« Construire un brevet fort ? » La préparation du dépôt : la clé d’une protection efficace de votre innovation.
Cet article fait partie des contenus envoyés dans la newsletter Coaching INPI. Cette newsletter a pour objectif de vous informer tous les mois sur des sujets de propriété industrielle.
Jean-Christophe Rolland est spécialisé dans la gestion de portefeuilles de brevets auprès de grands comptes ainsi que de petites et moyennes entreprises innovantes. Ancien président de la CNCPI, son expérience dans le développement de solutions sur mesure contribue à améliorer le potentiel de la PI des projets de ses clients, notamment en cultivant une relation plus étroite entre la PI et les équipes de R&D ou d’ingénierie. Dans l’éventail de stratégies possibles concernant la robustesse d’un brevet, il nous livre son point de vue et nous fait part des réflexes à avoir pour échanger efficacement avec un conseil en propriété industrielle (CPI).

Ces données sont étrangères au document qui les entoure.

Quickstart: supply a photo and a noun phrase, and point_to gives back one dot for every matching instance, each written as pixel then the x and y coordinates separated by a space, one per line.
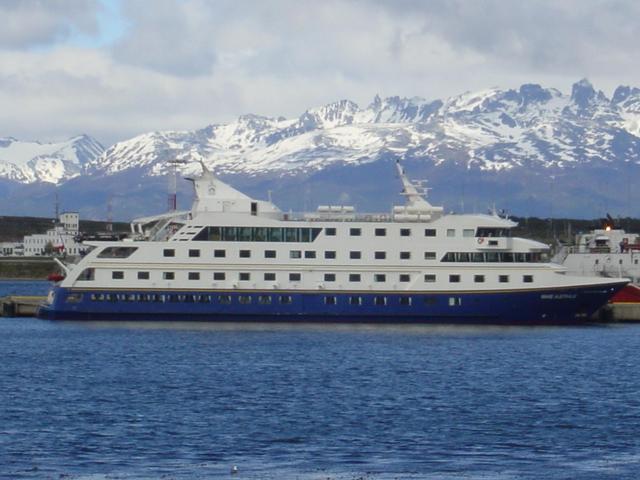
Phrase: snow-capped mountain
pixel 532 149
pixel 29 162
pixel 489 130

1. Quelles sont les informations que le CPI doit collecter en amont de la rédaction du brevet ? Quels types d’analyses doit-il faire ?
Jean-Christophe Rolland : On croit souvent qu’il faut identifier les caractéristiques les plus innovantes du produit ou du procédé développé. C’est vrai. Cependant, il est aussi très utile de bien identifier les caractéristiques qui peuvent lui procurer un avantage compétitif. Ce ne sont pas toujours les mêmes et il est particulièrement intéressant de combiner les deux approches. Le rôle du conseil en propriété industrielle est de vous guider dans cette démarche. Grâce à son expertise technique et ses compétences en propriété industrielle, il pourra vous donner un regard sur les solutions à envisager pour préparer et rédiger votre futur titre.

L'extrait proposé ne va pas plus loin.